Nathan Lane and Matthew Broderick are <EM>The Producers</EM>; Mel Brooks (inset) Nathan Lane and Matthew Broderick are The Producers; Mel Brooks (inset)

While filming the original The Producers in 1968, actor Andréas Voutsinas (aka Carmen Ghia) passed along this wisdom to Mel Brooks: "Or you got it or you ain't." Those mangled yet profound words have stuck with the 79-year-old comic legend, who definitely proved he's still "got it" when he made the decision to take The Producers to Broadway. Years after first hitting the boards, the Tony-winning hit continues to play around the world to sellout crowds. (He's now hard at work bringing Young Frankenstein to life on the Great White Way!) TVGuide.com spoke with Brooks about the film version of that stage-musical version of The Producers (out on DVD today), as well as get his take on the upcoming Get Smart movie and the possibility of more Spaceballs. It was a convivial little exchange, until the question of retirement came up....

TVGuide.com: You wrote The Producers in the late 1960s and we're still talking about it today. Do you ever feel like telling people to just let it go?
Mel Brooks:
No! Let me ask you a question: Do you think Dostoyevsky would have said, "Hey, that Crime and Punishment stuff let it go"? No, he would have said, "Hey, you should buy it in paperback."

TVGuide.com: The new film's director and much of the cast are from the Broadway production. Was there ever any question about using the same people?
Brooks:
No, the main thing driving us all was to get the production memorialized on film. We wanted to get Nathan Lane's performance as Bialystock and Matthew Broderick's Leo Bloom on film so we'd have it forever and ever. But we were also lucky to get Uma Thurman to play Ula. [The role was originated on stage by Cady Huffman.]

TVGuide: How did that come about?
Brooks:
Uma's agent called and said, "I heard you're looking for a tall, beautiful, Swedish blonde. I think I got one." And Susan Stroman, the director, said, "All right, but can she sing and dance?" The agent said, "Not at the moment, but I think in a few days she could." So Stro got together with Uma and literally in 10 days she had her doing every step and belting out high notes. It was an amazing metamorphosis.

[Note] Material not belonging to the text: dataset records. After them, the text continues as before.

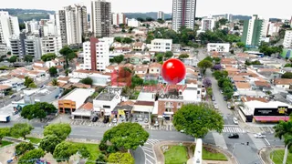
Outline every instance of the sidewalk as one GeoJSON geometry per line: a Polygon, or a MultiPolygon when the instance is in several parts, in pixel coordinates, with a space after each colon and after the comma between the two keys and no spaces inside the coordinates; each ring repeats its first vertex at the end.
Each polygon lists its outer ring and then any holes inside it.
{"type": "MultiPolygon", "coordinates": [[[[190,146],[192,144],[193,144],[193,142],[177,142],[177,141],[162,141],[159,142],[157,144],[155,144],[153,146],[153,151],[155,153],[155,157],[156,157],[156,163],[157,164],[164,164],[165,160],[164,160],[164,154],[162,150],[162,146],[173,146],[173,145],[179,145],[182,144],[183,146],[190,146]]],[[[207,144],[203,144],[203,147],[209,147],[212,148],[214,149],[216,149],[217,151],[224,154],[226,156],[226,158],[228,159],[228,161],[203,161],[203,164],[208,164],[208,163],[212,163],[212,164],[236,164],[237,161],[235,159],[233,158],[232,154],[227,151],[227,150],[224,150],[221,149],[218,149],[215,146],[213,145],[207,145],[207,144]]],[[[190,150],[188,150],[189,156],[190,156],[190,159],[188,160],[188,164],[192,164],[192,158],[193,156],[193,152],[190,152],[190,150]]]]}

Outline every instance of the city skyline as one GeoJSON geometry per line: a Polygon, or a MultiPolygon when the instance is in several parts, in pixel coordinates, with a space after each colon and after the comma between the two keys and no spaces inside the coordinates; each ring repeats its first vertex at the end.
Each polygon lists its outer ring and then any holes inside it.
{"type": "MultiPolygon", "coordinates": [[[[90,6],[90,0],[26,0],[26,3],[23,2],[24,1],[20,0],[6,1],[5,3],[1,5],[1,7],[23,9],[47,9],[56,11],[61,9],[63,6],[74,4],[84,5],[88,8],[90,6]]],[[[109,0],[109,2],[111,2],[112,4],[113,13],[146,13],[158,11],[163,11],[164,13],[172,13],[172,0],[109,0]],[[137,1],[139,1],[139,3],[137,3],[137,1]],[[139,5],[136,5],[134,4],[139,4],[139,5]],[[155,5],[152,5],[152,4],[155,4],[155,5]]],[[[244,15],[258,15],[260,16],[263,16],[264,18],[290,19],[291,17],[291,14],[289,14],[287,11],[290,10],[289,6],[292,5],[292,2],[278,0],[276,4],[285,4],[285,5],[281,5],[280,7],[275,7],[274,4],[266,3],[265,4],[265,8],[261,7],[260,10],[258,9],[258,6],[262,5],[259,3],[261,2],[246,0],[245,1],[245,3],[240,4],[240,7],[238,7],[238,4],[233,3],[233,1],[231,0],[198,0],[196,15],[207,16],[212,15],[234,14],[244,15]],[[210,4],[212,5],[210,5],[210,4]],[[251,4],[253,4],[253,5],[250,5],[251,4]],[[206,10],[206,8],[209,10],[206,10]]]]}

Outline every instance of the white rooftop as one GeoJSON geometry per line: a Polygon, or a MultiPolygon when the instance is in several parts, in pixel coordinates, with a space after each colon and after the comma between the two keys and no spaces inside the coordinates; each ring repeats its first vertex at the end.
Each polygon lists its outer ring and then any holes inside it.
{"type": "Polygon", "coordinates": [[[79,108],[84,104],[84,101],[94,93],[94,89],[89,88],[76,88],[70,93],[68,93],[67,96],[63,97],[61,99],[67,99],[75,101],[76,103],[76,108],[79,108]]]}

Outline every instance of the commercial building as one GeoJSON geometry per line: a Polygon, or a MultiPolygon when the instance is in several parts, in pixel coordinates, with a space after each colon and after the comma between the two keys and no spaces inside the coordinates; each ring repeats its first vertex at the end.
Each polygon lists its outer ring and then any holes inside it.
{"type": "Polygon", "coordinates": [[[60,36],[47,36],[41,38],[42,54],[55,53],[59,55],[62,49],[62,40],[60,36]]]}
{"type": "Polygon", "coordinates": [[[241,41],[246,46],[258,46],[266,37],[267,26],[267,20],[260,19],[257,15],[254,15],[252,19],[244,22],[241,41]]]}
{"type": "Polygon", "coordinates": [[[166,52],[172,51],[172,39],[154,39],[150,45],[150,51],[166,52]]]}
{"type": "Polygon", "coordinates": [[[283,46],[286,48],[292,47],[292,30],[286,30],[283,46]]]}
{"type": "Polygon", "coordinates": [[[62,45],[82,43],[82,35],[88,32],[86,6],[68,5],[56,14],[56,23],[62,45]]]}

TVGuide.com: The other new addition to the cast was Will Ferrell as Franz Leibkind. What had you seen in his previous work that made you think he'd be right for the part?
Brooks:
The minute I knew I was going to do a movie, I let him know and he said, "Yeah, deal me in." Mostly I knew him from Saturday Night Live, because my son [Max Brooks] was a writer there for two years. I'd come there every Saturday and just from that I knew Will was one of the funniest guys in the world. He goes for the throat. The guy's a maniac. He's very good in the movie and it's a good movie. I know I shouldn't say that because I wrote it, but the jokes work.

TVGuide.com: Speaking of the jokes, why is Hitler still comic gold?
Brooks:
I haven't the foggiest. Maybe it's because of those arcane shows on The History Channel. It's a wacky channel.

TVGuide.com: A Get Smart movie starring Steve Carell is on the way. What was your input on that?
Brooks:
I think they may be making a big error. They haven't called me, even though Buck Henry and I created the character [of Maxwell Smart]. I like Steve Carell he's very funny, and if they get a good script and a talented director, they may have a shot at it. But it would be wise of them to pass the script under my nose. I might have a random thought that could be helpful. I think they give Buck Henry and me creator credits, but that's just a sly way of using our names. Anyway, I wish them luck.

TVGuide.com: There is also a Spaceballs follow-up rumor that just won't die. Can you set the record straight on if there are any plans for a sequel?
Brooks:
There is a shot at Spaceballs becoming a half-hour animated TV series. I wouldn't mind doing the voice for President Skroob or Yoghurt, if they wanted me to. So I'm hoping that will happen with Spaceballs.

TVGuide.com: In June you'll turn 80. Do you ever think of retiring, or is the allure of showbiz too tough to give up?
Brooks:
I'm not giving anything up! I'm going to continue doing what I'm doing. Do you see me driving a forklift? Do you see me unloading a truck of flour? What the f--- have I got to do!? I can lift a pencil and write 50 or 60 pages on a legal pad. It ain't hard work. All you need is a little bit of inspiration.